Instant Replay

Bobby Gaston, supervisor of SEC football officials, said he was happy with the first-week results of the newly installed instant replay system.

``Ten games, no overturns,'' Gaston said before the Ole Miss-Memphis game. ``I'm very pleased with the fact the networks fed us as many replays as they did. We can watch a play four, five times (because of the touch activated TiVo system) before deciding whether to stop play.''

Play was stopped only once, in the final seconds of the Vanderbilt-Wake Forest game. A Wake Hail Mary pass was disputed by the Demon Deacons. The ball deflected off a Vanderbilt player and a Demon Deacon dove for the catch deep in Vandy territory. Officials ruled he trapped the ball. Replays supported the call.

The setting provided another reason instant replay is good for college football. Wake fans booed the non-catch, then waited in a hushed tone when it was announced the play was under review. It was shown several times on the Jumbotron. When the call was upheld, fans accepted it, rather than stew as they would have without benefit of replay.

Gaston said most SEC games lasted less than 3 hours, 10 minutes. Last year's average was 3:17.

``It's good that we can do replay without stopping games,'' Gaston said.

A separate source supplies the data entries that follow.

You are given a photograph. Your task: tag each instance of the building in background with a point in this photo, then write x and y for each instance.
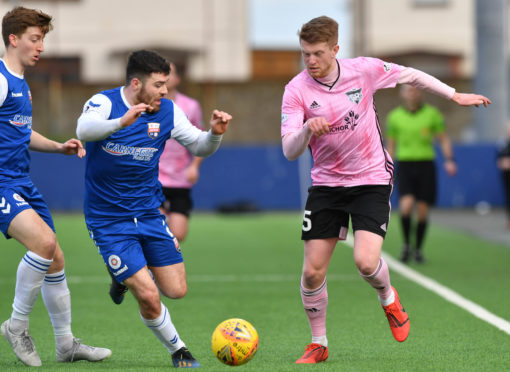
(439, 37)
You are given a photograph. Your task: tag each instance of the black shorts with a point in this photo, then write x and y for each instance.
(177, 200)
(327, 211)
(417, 178)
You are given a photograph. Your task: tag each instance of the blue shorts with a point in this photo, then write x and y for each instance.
(15, 198)
(127, 245)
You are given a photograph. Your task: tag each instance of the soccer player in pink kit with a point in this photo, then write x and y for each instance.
(329, 108)
(178, 168)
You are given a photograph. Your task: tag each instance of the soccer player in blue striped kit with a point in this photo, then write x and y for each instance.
(24, 215)
(126, 129)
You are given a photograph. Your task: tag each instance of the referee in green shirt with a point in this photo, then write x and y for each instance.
(412, 129)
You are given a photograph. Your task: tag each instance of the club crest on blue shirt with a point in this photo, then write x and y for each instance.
(153, 130)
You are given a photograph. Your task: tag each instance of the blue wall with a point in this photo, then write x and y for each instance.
(261, 175)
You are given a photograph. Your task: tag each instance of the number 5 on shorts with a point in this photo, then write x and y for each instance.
(307, 222)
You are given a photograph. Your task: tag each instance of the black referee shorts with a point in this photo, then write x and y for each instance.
(177, 200)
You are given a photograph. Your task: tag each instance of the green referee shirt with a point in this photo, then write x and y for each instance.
(414, 132)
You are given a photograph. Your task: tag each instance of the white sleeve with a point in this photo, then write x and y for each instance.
(198, 142)
(93, 123)
(4, 87)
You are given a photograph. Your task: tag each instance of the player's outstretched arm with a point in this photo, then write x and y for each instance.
(42, 144)
(468, 99)
(219, 122)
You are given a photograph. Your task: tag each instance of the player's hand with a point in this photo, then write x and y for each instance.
(318, 126)
(468, 99)
(192, 174)
(133, 113)
(73, 147)
(450, 167)
(219, 122)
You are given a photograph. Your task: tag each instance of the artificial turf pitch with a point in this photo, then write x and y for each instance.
(248, 266)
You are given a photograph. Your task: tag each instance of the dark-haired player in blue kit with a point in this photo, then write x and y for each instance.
(126, 129)
(24, 215)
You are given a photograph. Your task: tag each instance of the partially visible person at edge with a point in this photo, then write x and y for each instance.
(25, 215)
(412, 129)
(179, 170)
(329, 108)
(504, 165)
(126, 130)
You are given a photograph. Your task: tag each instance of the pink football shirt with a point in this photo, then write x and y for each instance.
(352, 153)
(175, 158)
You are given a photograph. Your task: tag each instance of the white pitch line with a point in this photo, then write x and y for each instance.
(442, 291)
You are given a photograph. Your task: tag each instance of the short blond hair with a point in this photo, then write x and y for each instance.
(320, 29)
(16, 21)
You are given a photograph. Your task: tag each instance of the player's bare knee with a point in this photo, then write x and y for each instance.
(45, 246)
(366, 267)
(177, 291)
(58, 262)
(150, 304)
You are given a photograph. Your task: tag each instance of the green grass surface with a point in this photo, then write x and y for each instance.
(249, 267)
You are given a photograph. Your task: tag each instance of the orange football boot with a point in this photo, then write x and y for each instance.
(398, 319)
(314, 353)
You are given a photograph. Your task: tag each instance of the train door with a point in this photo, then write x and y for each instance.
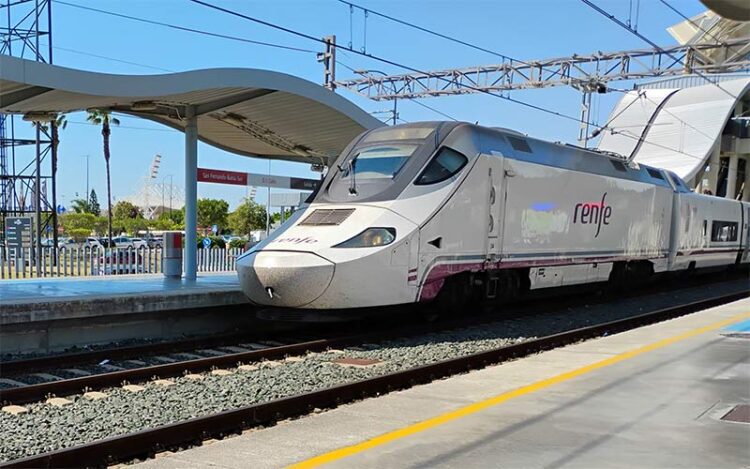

There is a misnomer about replay. When it was reported the Big Ten reviewed 43 plays, that meant 43 stoppages. Many plays were reviewed but evidence was conclusive before the next snap, negating the need to stop play.

Kentucky coach Rich Brooks was displeased that a late fumble by his quarterback was not, in his words, reviewed. Not so. Replays showed the call was correct, thus, no need for stoppage in play.

``We'll not stop a game to satisfy a coach,'' Gaston said. ``We're there to correct mistakes. He (Brooks) was the only SEC coach who didn't come to our clinic or send a representative.''

Gaston said the Kentucky-Louisville game is officiated each year by a Big Ten crew because the schools won't agree to use officials from the visiting team's conference. That's the only non-SEC series that uses a neutral crew, Gaston said.

One unnamed football official was apprehensive about replay for three reasons. He wasn't sure the technology would be sufficient, he thought it would add length to the game, and he didn't want the replay official in the press box trying to referee the game.

All three of his concerns have been answered, he said.

Gaston also had reservations. But he, too, is convinced it's good for the game - and his profession.

``If we make a mistake that affects the outcome, I'm in favor of replay,'' Gaston said. ``The official doesn't have to catch heat for two or three weeks when he makes an error (because it's corrected). Officials should accept it in that light, It's a bad thing to make a mistake and see it on TV and read about it the next two or three days in the paper. That's a pretty sad time in his house.''

When the SEC experimented on reply at scrimmages conducted by Georgia and Vanderbilt, Gaston feared it wouldn't work. Each team went to a no-huddle offense. But Gaston learned the TiVo system could handle the quicker pace.

``The equipment is so fast, it's not as much of a problem as I anticipated,'' Gaston said.

* Tennessee's much-ballyhooed offensive line didn't play well against UAB.

Even though the Blazers rarely had more than seven people in the box, the Vols managed just 138 rushing yards.

Left tackle Arron Sears had the best game among the linemen. Rob Smith played well at center. First-year starter Ramon Foster at left guard was average but he did as well as right guard Cody Douglas, who as a big disappointment. Right tackle Albert Toeaina continues to struggle with run blocker; he's better as pass protection.

And fullback Cory Anderson, after the first two series, didn't block well.

While coach Phillip Fulmer applauded the line's depth during preseason, the Vols made just one substitution up front - Eric Young played several second-half snaps.

``We can't be soft inside and we can't drop passes,'' offensive coordinator Randy Sanders said.